Kazanın yaşandığı süreçteki meteoroloji raporları, rota boyunca türbülans, fırtına ve buzlanma alanları olduğunu gösteriyor. Uçağın seyrettiği Passaredo rotası boyunca, 12.000 feet ile 21.000 feet irtifa arasında, şiddetli buzlanma konusunda aktif uyarılar da veriliyordu. ATR-72, uçuşun 24’üncü dakikasında, seyir irtifası olan 17.00 feet’e tırmandı ve kaza gerçekleşene kadar, yaklaşık 1 saat boyunca bu irtifada seyrini sürdürdü. Uçağın transponder cihazından alınan veriler, kazadan bir buçuk dakika önce irtifa kaybetmeye başlayan uçağın 10 saniyede yaklaşık 250 ft düştüğünü gösteriyor. Daha sonra sekiz saniyede yaklaşık 400 ft tırmanan uçak, 2.000 ft daha irtifa kaybettikten sonra dalışa geçerek, bir dakika içinde 17.000 fit irtifadan yere çakıldı ve alev aldı.

Uçak kanatlarının üzerinde buzlanma oluşması, uçağın aerodinamik performansını ciddi şekilde kaybetmesine neden olup, uçağın havada tutunmasını imkansız hale getirebiliyor. Buzlanmanın önlenememesi, uçağın hızını limit dışı seviyelere kadar düşürüp, stall denilen anormal duruma girmesine neden oluyor. Brezilya’da yaşanan kazanın nedeninin de buzlanma kaynaklı olduğu sanılıyor.

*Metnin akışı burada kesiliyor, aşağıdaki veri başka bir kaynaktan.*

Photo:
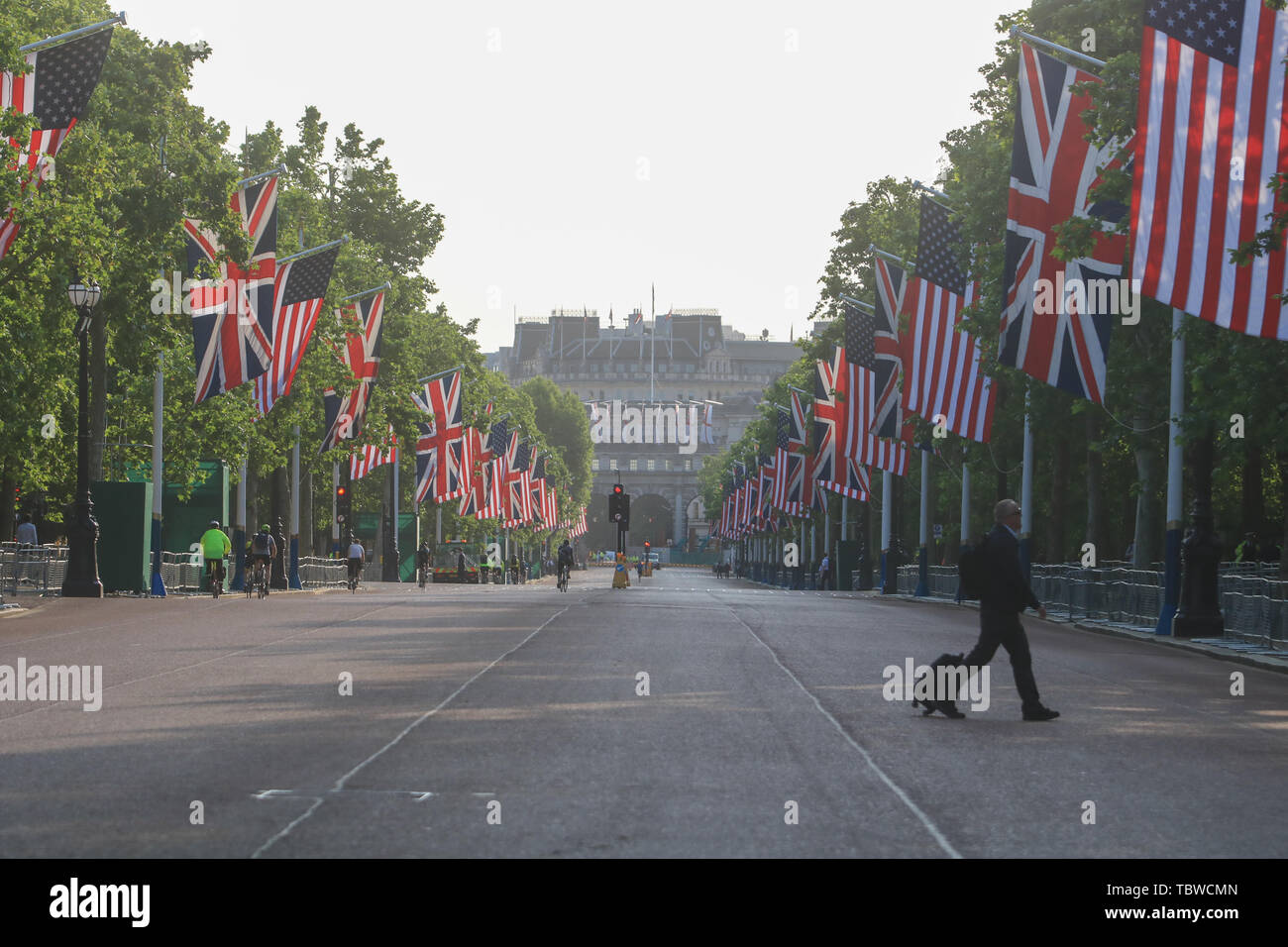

Çok sayıda kişi tarafından uçağın düştüğü anlarda çekilen videolarda, ATR 72’nin hiç ileri momentum olmadan dönerek yere çakıldığı görülüyor. Bu da buzlanma kaynaklı stall hipotezini destekler nitelikte. Ancak kazanın gerçek nedeni, tüm verilerin incelenmesiyle hazırlanacak nihai kaza raporunda ortaya çıkacak. Uçağa ait kara kutuların sorunsuz şekilde kurtarıldığı da duyuruldu.

31 Ekim 1994’te American Eagle Havayolları’na ait ATR 72-200 uçağının düştüğü kazanın ardından ve Amerika Birleşik Devletleri Ulusal Ulaştırma Emniyeti Kurulu, kazanın olası nedenini buzlanma olarak belirledi. Uçaktaki 68 kişinin tamamının yaşamını yitirdiği olayın ardından, ABD Federal Havacılık İdaresi – FAA, ATR ve benzeri uçakların, buzlanma koşullarında otopilottan çıkarılması ve manuel olarak kontrol edilmesi yönünde bir karar çıkardı.

Bu kaza, 17 Temmuz 2007’de Porto Alegre’den São Paulo’ya uçan, TAM Express Havayolları’na ait Airbus A320’nin São Paulo Congonhas Havalimanı’na inişte, yağış nedeniyle pistten çıkıp, akaryakıt istasyonuna çarptığı, uçaktaki 187 yolcu ve mürettebatın tamamı ile istasyonda bulunan 12 kişinin yaşamını kaybettiği kazanın ardından, Brezilya’da gerçekleşen en ölümlü uçak kazası olarak kayıtlara geçti.

Öte yandan Brezilya’da yaşanan bu kaza, Ocak 2023’te Nepal’de son yaklaşma sırasında düşen Yeti Havayolları’na ait ATR 72 kazasından bu yana, dünya genelindeki en ölümlü havayolu kazası oldu.

Öte yandan kaza yapan uçuş için haftalar öncesinde bilet alan bir yolcu, uçağa binmeden önce, Cascavel Havalimanı’nda kahve içerken, saati fark etmeyip uçağı kaçırdı. Kaçırdığı uçağın düştüğünü öğrendiğinde büyük bir şok geçiren şanslı yolcu, Brezilya haber ajansı Globo’ya verdiği demeçte, kendisi dışında en az 10 kişinin daha yanlış kapıda bekledikleri için uçağı kaçırdığını ve bu kişilerin tüm ısrarlarına rağmen, görevliler tarafından uçağa alınmadıklarını söyledi.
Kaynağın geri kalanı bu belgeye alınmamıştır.